STEM-15. THERAPY-INDUCED CHANGES BY BRAF AND MEK INHIBITORS IN BRAF V600E-MUTATED GLIOMA MODELS PROVIDE POTENTIAL NOVEL THERAPEUTIC OPPORTUNITIES
Publication
, Journal Article
Park, J; Lancero, H; Nasajpour, E; Garcia, C; Prolo, L; Grant, G; Petritsch, C
Published in: Neuro-Oncology
Combinations of the MEK inhibitor trametinib, and BRAF inhibitor dabrafenib (BRAFi+MEKi) show rapid and sustained responses in patients with BRAF V600E-mutated low-grade glioma, but tumor rebound after treatment discontinuation is frequent. Moreover, a lack of response is common in patient with high-grade glioma raising the need for further research into BRAFi+MEKi effects on tumors. We showed previously that BRAF V600E-mutated glioma cells positive for CD133 (Prominin-1), a marker of brain tumor stem cells, show decreased sensitivity to BRAFi, indicative of their role in promoting therapy resistance. BRAF V600E-mutated murine and patient-derived glioma cell lines (STN-10049, SU-aGBM5) were generated and together with established BRAF V600E-mutated cell lines (DBTRG, AM38) were analyzed for changes in gene expression in response to 48 hrs treatment with BRAFi dabrafenib and MEKi trametinib. Cells were analyzed by RNA-seq and gene enrichment analyses while cell culture supernatant was analyzed for cytokine production using an ELISA. Syngeneic, orthotopic BRAF V600E-mutated tumor allograft-bearing mice were treated with BRAFi+MEKi, with therapeutic antibodies against immune checkpoint molecules (anti-PD-L1 and anti-CTLA-4) and with combination of all four agents, and tumors were analyzed by mass cytometry and immunofluorescence for stem and T cell markers.

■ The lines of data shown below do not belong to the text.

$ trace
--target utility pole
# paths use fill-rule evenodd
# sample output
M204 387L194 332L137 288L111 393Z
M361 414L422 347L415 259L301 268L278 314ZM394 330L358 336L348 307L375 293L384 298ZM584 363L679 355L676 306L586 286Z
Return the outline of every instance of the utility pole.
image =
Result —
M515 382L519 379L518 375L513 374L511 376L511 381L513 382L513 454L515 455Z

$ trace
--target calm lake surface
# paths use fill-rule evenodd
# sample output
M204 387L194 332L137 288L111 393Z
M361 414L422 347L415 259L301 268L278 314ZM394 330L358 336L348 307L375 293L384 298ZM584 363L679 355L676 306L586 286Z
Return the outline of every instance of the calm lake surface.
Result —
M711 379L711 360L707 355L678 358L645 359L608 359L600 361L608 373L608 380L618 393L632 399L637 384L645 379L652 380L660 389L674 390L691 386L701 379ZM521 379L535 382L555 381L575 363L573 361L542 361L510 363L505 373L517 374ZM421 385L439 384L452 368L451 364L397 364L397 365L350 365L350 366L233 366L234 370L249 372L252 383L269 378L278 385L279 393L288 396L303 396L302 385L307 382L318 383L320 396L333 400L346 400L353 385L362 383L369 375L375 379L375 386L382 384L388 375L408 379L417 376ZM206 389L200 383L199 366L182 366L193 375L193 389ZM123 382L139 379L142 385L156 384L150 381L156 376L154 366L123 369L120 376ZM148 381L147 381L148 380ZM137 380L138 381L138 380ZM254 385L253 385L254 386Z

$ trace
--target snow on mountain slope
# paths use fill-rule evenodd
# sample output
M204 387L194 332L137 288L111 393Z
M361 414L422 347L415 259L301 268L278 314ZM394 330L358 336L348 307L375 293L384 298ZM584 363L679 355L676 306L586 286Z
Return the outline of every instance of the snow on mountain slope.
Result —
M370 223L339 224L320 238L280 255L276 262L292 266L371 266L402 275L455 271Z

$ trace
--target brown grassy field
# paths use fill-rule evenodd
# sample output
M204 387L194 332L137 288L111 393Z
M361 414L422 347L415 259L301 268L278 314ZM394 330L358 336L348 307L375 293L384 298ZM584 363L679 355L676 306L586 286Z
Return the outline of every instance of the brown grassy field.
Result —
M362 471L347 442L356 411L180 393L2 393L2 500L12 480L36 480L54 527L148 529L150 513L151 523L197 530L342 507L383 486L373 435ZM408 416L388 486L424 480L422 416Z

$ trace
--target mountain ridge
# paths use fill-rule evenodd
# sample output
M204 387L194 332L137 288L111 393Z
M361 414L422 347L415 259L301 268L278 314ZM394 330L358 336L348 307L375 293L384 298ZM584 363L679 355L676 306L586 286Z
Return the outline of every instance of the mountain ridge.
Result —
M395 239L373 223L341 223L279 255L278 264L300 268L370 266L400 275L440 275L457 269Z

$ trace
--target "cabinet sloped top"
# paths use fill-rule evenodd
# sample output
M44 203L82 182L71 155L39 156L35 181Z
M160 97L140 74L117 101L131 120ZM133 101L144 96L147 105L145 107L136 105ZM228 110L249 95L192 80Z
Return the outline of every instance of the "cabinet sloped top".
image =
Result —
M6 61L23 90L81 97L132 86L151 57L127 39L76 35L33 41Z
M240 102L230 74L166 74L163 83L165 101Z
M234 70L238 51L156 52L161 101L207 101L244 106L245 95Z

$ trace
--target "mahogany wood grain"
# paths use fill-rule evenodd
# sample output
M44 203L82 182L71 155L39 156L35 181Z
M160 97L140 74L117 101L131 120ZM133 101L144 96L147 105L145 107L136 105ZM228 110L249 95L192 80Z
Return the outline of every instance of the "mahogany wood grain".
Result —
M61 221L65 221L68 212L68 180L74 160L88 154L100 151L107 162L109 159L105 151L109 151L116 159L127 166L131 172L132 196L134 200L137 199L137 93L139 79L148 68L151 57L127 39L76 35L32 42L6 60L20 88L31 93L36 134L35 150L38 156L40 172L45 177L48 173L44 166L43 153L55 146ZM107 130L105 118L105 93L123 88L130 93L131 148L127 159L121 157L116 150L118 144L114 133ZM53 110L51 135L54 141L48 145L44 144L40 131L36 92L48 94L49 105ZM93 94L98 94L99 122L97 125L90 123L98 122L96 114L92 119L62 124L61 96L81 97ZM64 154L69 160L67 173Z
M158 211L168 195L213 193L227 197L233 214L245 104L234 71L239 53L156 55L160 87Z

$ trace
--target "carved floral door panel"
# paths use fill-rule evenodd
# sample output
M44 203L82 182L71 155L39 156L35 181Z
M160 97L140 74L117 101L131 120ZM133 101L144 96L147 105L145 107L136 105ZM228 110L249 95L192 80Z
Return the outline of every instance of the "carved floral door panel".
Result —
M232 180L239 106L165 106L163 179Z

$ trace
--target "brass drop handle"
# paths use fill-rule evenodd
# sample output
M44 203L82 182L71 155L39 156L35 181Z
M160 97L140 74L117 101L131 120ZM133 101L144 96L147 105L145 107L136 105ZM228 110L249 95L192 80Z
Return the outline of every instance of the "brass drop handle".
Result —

BRAFi+MEKi treatment induced an interferon gamma (IFNg) response gene signature in BRAF V600E-mutated glioma cells and increased HLA gene expression. The frequency of tumor-infiltrating CD4+ CD8+ T cells in syngeneic BRAF V600E-mutated tumor allografts increased with BRAFi+MEKi treatment. Combining BRAFi+MEKi with anti-PD-L1 and anti-CTLA-4 treatment decreased CD133+ cells more effectively than either therapy alone, and resulted in a T cell-dependent survival benefit of mice with orthotopic BRAF V600E-mutated high-grade glioma. Combination of BRAFi+MEKi with immune checkpoint inhibition should be further explored as a viable option to prevent tumor rebound and therapy resistance in patients with BRAF V600E-mutated glioma.